Vamos propor e testar os seguintes modelos:
* modelo1: dados1 ~ SARIMA (2,0,0)(1,1,0)12
* modelo2: dados1 ~ SARIMA (2,0,0)(0,1,1)12
modelo1 <- Arima(dados1,order=c(2,0,0),seasonal=list(order=c(1,1,0),period=12),include.constant=F)
modelo1
## Series: dados1
## ARIMA(2,0,0)(1,1,0)[12]
##
## Coefficients:
## ar1 ar2 sar1
## 1.8085 -0.8292 -0.4546
## s.e. 0.0262 0.0263 0.0421
##
## sigma^2 estimated as 1.396: log likelihood=-729.16
## AIC=1466.32 AICc=1466.41 BIC=1482.82
coeftest(modelo1)
##
## z test of coefficients:
##
## Estimate Std.
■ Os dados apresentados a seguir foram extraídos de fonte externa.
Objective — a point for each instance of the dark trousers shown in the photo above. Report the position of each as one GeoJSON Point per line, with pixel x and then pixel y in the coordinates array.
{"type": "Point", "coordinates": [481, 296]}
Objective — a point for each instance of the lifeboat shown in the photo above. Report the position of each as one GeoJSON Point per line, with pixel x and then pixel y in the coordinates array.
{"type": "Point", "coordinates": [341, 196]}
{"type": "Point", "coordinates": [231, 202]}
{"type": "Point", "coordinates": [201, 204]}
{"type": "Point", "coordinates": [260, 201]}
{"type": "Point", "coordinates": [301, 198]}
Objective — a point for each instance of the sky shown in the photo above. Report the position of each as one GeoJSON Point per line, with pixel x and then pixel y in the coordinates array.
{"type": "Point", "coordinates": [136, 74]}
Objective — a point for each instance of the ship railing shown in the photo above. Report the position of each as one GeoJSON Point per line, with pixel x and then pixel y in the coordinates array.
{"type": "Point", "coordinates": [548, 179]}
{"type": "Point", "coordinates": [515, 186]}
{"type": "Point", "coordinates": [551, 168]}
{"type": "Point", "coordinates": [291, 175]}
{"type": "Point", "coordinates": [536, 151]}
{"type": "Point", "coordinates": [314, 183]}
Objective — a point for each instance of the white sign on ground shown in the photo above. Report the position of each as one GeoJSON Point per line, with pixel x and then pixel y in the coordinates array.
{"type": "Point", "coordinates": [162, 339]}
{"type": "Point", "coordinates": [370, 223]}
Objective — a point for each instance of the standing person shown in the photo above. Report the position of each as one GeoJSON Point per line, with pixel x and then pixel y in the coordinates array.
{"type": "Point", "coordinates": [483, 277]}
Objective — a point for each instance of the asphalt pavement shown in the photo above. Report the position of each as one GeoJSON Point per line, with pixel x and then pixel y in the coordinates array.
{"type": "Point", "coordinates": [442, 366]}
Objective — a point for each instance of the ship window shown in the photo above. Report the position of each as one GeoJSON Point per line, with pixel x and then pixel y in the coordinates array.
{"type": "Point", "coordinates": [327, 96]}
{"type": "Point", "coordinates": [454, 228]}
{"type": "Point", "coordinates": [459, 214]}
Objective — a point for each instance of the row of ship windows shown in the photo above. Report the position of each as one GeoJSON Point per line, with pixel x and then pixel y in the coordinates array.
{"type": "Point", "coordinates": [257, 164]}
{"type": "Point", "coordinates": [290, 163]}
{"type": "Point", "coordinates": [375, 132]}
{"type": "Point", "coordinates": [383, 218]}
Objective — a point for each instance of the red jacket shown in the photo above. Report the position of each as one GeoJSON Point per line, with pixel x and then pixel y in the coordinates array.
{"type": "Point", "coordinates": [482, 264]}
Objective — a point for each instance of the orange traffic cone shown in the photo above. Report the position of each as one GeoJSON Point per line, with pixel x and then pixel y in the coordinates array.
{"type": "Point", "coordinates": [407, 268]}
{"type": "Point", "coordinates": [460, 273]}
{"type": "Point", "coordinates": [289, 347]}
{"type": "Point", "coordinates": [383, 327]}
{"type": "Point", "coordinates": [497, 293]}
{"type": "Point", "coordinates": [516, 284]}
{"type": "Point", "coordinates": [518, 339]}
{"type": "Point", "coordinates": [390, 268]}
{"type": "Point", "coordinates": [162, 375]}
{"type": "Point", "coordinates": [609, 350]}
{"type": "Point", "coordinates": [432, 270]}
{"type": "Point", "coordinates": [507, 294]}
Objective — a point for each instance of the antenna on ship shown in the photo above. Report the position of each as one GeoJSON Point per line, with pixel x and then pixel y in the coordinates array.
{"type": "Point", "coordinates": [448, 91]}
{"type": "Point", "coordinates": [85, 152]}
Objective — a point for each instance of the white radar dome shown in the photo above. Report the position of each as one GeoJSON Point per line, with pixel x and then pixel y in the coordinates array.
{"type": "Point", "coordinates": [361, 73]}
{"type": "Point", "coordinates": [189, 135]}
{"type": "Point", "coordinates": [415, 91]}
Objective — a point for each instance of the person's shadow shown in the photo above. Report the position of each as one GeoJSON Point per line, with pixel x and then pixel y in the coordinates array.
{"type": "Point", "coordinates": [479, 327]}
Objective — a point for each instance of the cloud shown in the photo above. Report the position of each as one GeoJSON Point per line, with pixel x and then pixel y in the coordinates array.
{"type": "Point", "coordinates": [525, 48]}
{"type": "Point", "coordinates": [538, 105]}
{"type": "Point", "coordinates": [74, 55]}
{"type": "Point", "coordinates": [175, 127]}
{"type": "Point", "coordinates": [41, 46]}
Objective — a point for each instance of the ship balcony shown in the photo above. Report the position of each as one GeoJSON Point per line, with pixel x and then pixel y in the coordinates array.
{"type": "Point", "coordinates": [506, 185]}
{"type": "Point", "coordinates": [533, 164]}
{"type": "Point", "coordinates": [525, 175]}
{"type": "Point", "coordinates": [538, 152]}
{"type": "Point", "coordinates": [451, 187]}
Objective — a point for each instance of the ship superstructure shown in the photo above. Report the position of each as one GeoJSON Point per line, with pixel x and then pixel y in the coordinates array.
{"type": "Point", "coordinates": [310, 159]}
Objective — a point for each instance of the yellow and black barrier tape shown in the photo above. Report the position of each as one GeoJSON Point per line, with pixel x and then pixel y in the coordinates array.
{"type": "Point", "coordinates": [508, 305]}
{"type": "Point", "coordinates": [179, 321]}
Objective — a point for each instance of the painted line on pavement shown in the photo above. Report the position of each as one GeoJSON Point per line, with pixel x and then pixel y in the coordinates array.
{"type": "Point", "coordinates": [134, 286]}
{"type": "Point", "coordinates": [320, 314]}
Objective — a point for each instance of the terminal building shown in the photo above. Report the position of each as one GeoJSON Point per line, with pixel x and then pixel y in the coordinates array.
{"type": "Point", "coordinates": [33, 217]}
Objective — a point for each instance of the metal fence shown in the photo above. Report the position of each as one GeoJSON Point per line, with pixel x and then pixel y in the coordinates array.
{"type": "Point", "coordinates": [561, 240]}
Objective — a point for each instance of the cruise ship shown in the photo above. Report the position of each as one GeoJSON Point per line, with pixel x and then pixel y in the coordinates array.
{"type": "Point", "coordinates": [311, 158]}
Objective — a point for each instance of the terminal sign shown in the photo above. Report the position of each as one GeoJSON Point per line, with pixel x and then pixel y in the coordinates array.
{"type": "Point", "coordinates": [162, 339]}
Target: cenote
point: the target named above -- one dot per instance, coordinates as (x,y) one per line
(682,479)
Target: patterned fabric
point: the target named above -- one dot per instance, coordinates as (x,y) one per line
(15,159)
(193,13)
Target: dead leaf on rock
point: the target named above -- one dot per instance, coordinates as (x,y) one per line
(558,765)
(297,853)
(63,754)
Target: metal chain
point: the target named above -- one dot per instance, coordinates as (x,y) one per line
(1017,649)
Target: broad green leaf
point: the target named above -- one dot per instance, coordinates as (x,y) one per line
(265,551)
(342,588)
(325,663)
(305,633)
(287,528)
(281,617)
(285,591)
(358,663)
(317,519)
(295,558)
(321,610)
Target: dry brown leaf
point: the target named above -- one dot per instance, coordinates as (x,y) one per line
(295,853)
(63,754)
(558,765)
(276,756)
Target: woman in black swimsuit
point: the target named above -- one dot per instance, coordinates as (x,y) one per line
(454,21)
Error z value Pr(>|z|)
## ar1 1.808546 0.026230 68.949 < 2.2e-16 ***
## ar2 -0.829203 0.026318 -31.507 < 2.2e-16 ***
## sar1 -0.454645 0.042105 -10.798 < 2.2e-16 ***
## ---
## Signif. codes: 0 '***' 0.001 '**' 0.01 '*' 0.05 '.' 0.1 ' ' 1
tsdiag(modelo1)
tsdisplay(residuals(modelo1))
Os coeficientes atendem as condições de estacionariedade e são estatisticamente significantes. Os correlogramas dos resíduos, no entanto, indicam fortes autocorrelações por volta dos lags 6, 12, 18 e 24. O AIC foi de 1466.32
Vamos ao segundo modelo:
modelo2 <- Arima(dados1,order=c(2,0,0),seasonal=list(order=c(0,1,1),period=12),include.constant=F)
modelo2
## Series: dados1
## ARIMA(2,0,0)(0,1,1)[12]
##
## Coefficients:
## ar1 ar2 sma1
## 1.7956 -0.8020 -0.9646
## s.e. 0.0281 0.0284 0.0444
##
## sigma^2 estimated as 1.008: log likelihood=-668.28
## AIC=1344.56 AICc=1344.64 BIC=1361.06
coeftest(modelo2)
##
## z test of coefficients:
##
## Estimate Std. Error z value Pr(>|z|)
## ar1 1.795575 0.028124 63.845 < 2.2e-16 ***
## ar2 -0.802001 0.028419 -28.221 < 2.2e-16 ***
## sma1 -0.964631 0.044363 -21.744 < 2.2e-16 ***
## ---
## Signif. codes: 0 '***' 0.001 '**' 0.01 '*' 0.05 '.' 0.1 ' ' 1
tsdiag(modelo2)
tsdisplay(residuals(modelo2))
Box.test (modelo2$residuals, lag = 48, fitdf=4, type = "Ljung")
##
## Box-Ljung test
##
## data: modelo2$residuals
## X-squared = 50.41, df = 44, p-value = 0.2348
Também no modelo 2 os coeficientes atendem os critérios de estacionariedade e são estatisticamente significantes. Os correlogramas dos resíduos e a estatística de Ljung-Box até o lag 48 indicam que as correlações dos resíduos não são estatisticamente significantes. o AIC para esse modelo é de 1344.56. Vamos prosseguir com a análise dos resíduos para verificar se se trata de ruído branco gaussiano.
plot(fitted(modelo2),scale(modelo2$residuals),main= "Resíduos versus valores ajustados",xlab="Valores Ajustados",ylab="Residuos Padronizados")
plot(1:length(scale(modelo2$residuals)),scale(modelo2$residuals),main="Resíduos versus ordem dos dados",xlab="Ordem da observação",ylab="Resíduos padronizados")
hist(scale(modelo2$residuals),main="Histograma dos resíduos",xlab="Resíduos padronizados")
qqnorm(modelo2$residuals)
shapiro.test(modelo2$residuals)
##
## Shapiro-Wilk normality test
##
## data: modelo2$residuals
## W = 0.99571, p-value = 0.2272
Os gráficos e o teste de normalidade corroboram o entendimento de que os resíduos do modelo2 são de fato ruído branco gaussiano.
Optamos, assim, pelo modelo2 x2 ~ SARIMA (2,0,0)(0,1,1)12 que parece traduzir satisfatoriamente o processo, possui vetor de resíduos do tipo ruído branco gaussiano e AIC menor.